Re: RDF canonicalization [was Re: deterministic naming of blank nodes]

> On May 14, 2015, at 10:27 AM, David Booth <david@dbooth.org> wrote:
> 
> On 05/14/2015 01:03 PM, Arto Bendiken wrote:
>> On Thu, May 14, 2015 at 6:20 AM, David Booth <david@dbooth.org> wrote:
>>> On 05/13/2015 02:14 AM, ahogan@dcc.uchile.cl wrote:
>>>> 
>>>> Aidan Hogan. "Skolemising Blank Nodes while Preserving Isomorphism". In
>>>> WWW, Florence, Italy, May 18–22, 2015 (to appear).
>>>> Available from: http://aidanhogan.com/docs/skolems_blank_nodes_www.pdf
>>>> 
>>>> . . .  the paper presents an algorithm for deterministically
>>>> labelling blank nodes of any RDF graph such that the labels of two
>>>> isomorphic RDF graphs will "correspond".
>>> 
>>> 
>>> Excellent!  It would be really good if we could define a W3C standard
>>> N-Triples and N-Quads canonicalization, for a variety of purposes.
>>> 
>>> But I have a question about your algorithm.  For greatest utility, a
>>> canonicalization algorithm should be robust against small changes in a
>>> graph.  In other words, if graphs G and H are very similar then their
>>> canonicalizations should also be very similar.  (By "very similar" I mean
>>> that G and H have large subgraphs G' and H' that are isomorphic.)
>>> 
>>> How robust is your algorithm to small changes in a graph?  Do you have any
>>> data on how much the canonicalization changes when a graph is changed?
>> 
>> Still reading the paper, but given the use of cryptographic hashing
>> (p. 9), any minor change will result in a cascade effect that will
>> produce a wholly different output.
>> 
>> Further, this is precisely what one wants if the canonicalization
>> algorithm is to be used for cryptographic applications such as graph
>> signing, as per e.g. the Credentials CG. Similarity would be a
>> different problem that entails conflicting requirements.
> 
> For the graph as a whole, yes, one would certainly want the hash of the graph to change if any part of the graph changes.  But I was talking about the algorithm's re-labeling of the blank nodes within the graph. For graph comparison purposes, it would be very beneficial if the algorithm would tend to generate the same blank node labels even when a graph changes slightly.  Are you saying that there is also value, for cryptographic hashing purposes, in the algorithm *changing* blank node labels if any part of the graph changes?  If so, why?  Can you explain?
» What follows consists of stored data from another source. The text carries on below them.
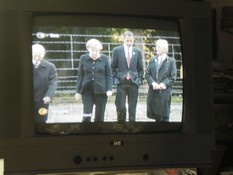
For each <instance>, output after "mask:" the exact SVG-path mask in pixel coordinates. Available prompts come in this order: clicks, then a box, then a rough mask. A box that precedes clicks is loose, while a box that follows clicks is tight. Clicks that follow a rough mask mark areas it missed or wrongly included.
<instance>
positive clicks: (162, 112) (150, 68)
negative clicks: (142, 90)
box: [146, 56, 177, 118]
mask: <svg viewBox="0 0 233 175" xmlns="http://www.w3.org/2000/svg"><path fill="white" fill-rule="evenodd" d="M176 75H177V68H176V61H175V59H174V58H170V57H166V58H165V60H164V61H163V62H162V63H161V65H160V66H159V65H158V57H157V56H156V57H155V58H154V59H152V60H151V61H150V62H149V65H148V67H147V70H146V80H147V83H148V84H149V91H148V96H147V117H149V118H156V116H157V115H159V116H160V117H166V118H169V115H170V104H171V90H172V85H173V83H174V81H175V79H176ZM154 81H155V82H156V83H158V84H160V83H164V84H165V86H166V89H164V90H153V87H152V82H154Z"/></svg>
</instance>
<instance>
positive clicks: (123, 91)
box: [111, 31, 144, 122]
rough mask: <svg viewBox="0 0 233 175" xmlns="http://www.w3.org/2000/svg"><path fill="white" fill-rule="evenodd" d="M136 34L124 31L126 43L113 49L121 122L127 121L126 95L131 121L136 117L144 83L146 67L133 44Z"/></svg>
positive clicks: (114, 64)
mask: <svg viewBox="0 0 233 175" xmlns="http://www.w3.org/2000/svg"><path fill="white" fill-rule="evenodd" d="M133 44H134V35H133V33H132V32H130V31H126V32H125V33H124V43H123V45H121V46H118V47H115V48H114V49H113V58H112V63H111V67H112V73H113V83H114V84H115V85H116V86H117V89H116V100H115V105H116V110H117V118H118V121H119V122H124V121H126V104H125V103H126V97H128V114H129V121H130V122H134V121H135V119H136V106H137V100H138V90H139V86H140V84H141V83H142V79H143V74H144V69H143V57H142V53H141V51H140V50H139V49H138V48H136V47H134V46H133Z"/></svg>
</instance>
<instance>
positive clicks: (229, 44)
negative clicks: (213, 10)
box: [210, 0, 233, 67]
mask: <svg viewBox="0 0 233 175" xmlns="http://www.w3.org/2000/svg"><path fill="white" fill-rule="evenodd" d="M210 2H211V6H212V8H213V9H215V10H216V30H217V54H216V61H217V62H219V63H222V64H223V65H225V66H231V67H233V44H232V43H233V33H229V32H226V31H224V30H222V29H221V19H222V9H223V7H225V6H231V7H232V8H233V0H210ZM231 17H232V18H231V19H232V21H231V23H233V16H231ZM232 30H233V28H232Z"/></svg>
If the canonicalized BNode IDs are based on a hash of the dependent statements, then the same ID should be generated for a graph having more statements that do not relate to those BNodes. I would say that the BNode IDs generated from the union of two disjoint graphs should be the same as the BNode IDs generated from the union of those graphs; this would make it useful for doing an RDF Diff.

Note that the proposed RDF Normalization spec [1] does not generate BNode IDs this way, and so would not have this desired purpose, although I believe the algorithm could be changed to accommodate this.

The RDF Isomorphism algorithm used in the Ruby rdf-isomorphic gem, based on Jeremy Carrol’s [2] generates BNode identifiers by creating a hash of dependent nodes, and should have this property, for disjoint sub-graphs, anyway.

Gregg

[1] http://json-ld.org/spec/latest/rdf-dataset-normalization/
[2] http://www.hpl.hp.com/techreports/2001/HPL-2001-293.pdf

> David Booth
> 

Received on Thursday, 14 May 2015 18:50:54 UTC